There’s also a matter of CPU load. Brute force auto-correlation is pretty expensive computationally. Fortunately autocorrelation can be performed more efficiently using Fourier transforms, as the autocorrelation of a signal is equal to the inverse Fourier transform of the product of the signal’s Fourier transform and its complex conjugate: AC(x) = IFFT(FFT(x)FFT(x)*). There are some subtleties there – you need to zero-pad the signals, otherwise you’ll compute the circular autocorrelation, which is far less useful.
Even if you get all this stuff right, monophonic pitch detectors using autocorrelation can be thrown off pretty easily, as real-world signals tend not to be as monophonic as we’d like. Even with an instrument that physically only produces one note at a time (say a clarinet – ignoring advance playing with multiphonics), if you record it in a highly reverberant space, at any given time-slice the recorded signal will contain not just the current note, but also the echoes/reverberation of notes played slightly earlier.

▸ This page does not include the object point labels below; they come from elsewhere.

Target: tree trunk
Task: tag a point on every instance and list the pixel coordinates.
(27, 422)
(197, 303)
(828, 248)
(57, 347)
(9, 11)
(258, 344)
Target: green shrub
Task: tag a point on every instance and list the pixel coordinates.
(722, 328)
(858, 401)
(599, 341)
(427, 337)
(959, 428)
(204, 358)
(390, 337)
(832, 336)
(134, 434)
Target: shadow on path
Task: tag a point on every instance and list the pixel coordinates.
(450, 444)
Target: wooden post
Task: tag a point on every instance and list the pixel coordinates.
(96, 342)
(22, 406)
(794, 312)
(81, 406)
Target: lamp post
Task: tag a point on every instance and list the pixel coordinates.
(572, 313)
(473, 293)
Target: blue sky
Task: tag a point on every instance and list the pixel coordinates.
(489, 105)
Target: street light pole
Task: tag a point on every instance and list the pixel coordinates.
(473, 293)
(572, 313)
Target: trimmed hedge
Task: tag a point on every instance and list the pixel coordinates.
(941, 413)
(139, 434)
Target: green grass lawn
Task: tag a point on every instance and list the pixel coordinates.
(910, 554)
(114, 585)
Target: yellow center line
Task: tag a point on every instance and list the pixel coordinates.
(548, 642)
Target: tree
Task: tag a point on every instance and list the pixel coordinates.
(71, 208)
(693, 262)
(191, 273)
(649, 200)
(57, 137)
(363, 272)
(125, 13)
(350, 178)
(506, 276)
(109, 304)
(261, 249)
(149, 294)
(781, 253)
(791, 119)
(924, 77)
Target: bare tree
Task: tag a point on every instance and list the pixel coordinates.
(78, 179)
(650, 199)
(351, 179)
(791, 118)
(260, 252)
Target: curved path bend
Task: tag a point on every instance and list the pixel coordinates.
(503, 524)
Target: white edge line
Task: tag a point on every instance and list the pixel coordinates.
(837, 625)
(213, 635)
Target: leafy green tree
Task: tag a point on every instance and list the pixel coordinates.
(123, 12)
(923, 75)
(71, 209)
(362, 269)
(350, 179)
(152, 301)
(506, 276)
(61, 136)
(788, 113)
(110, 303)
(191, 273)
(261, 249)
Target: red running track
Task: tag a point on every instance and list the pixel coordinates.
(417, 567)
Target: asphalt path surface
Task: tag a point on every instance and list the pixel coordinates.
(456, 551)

In my more recent experiments with pitch detection, I generally use spectral approaches, as they can be applied to polyphonic pitch detection, and can be tweaked to deal with reverb in the monophonic case.
If this all seems like Greek – even without the mathematical notation, which tends to use Greek letters a lot! – well, that’s the nature of this domain… and that why it’s worth hiring experts 🙂
Incidentally, my AudioStretch app for iOS includes a spectrum analyzer graphically aligned with a keyboard display (which is playable). While it doesn’t do note-recognition per se, it shows you the spectrum of whatever notes are playing; by playing the keyboard you can audibly and graphically figure out which note(s) best line up with the spectrum. Eventually I’ll have the app automatically identify the notes.
For example, here’s AudioStretch displaying the spectrum for a major third played on a piano, specifically middle-C (C4) and the E just above it (E4). The spectrum clearly shows the peaks at the C4 and E4, as well as at the harmonics of those notes.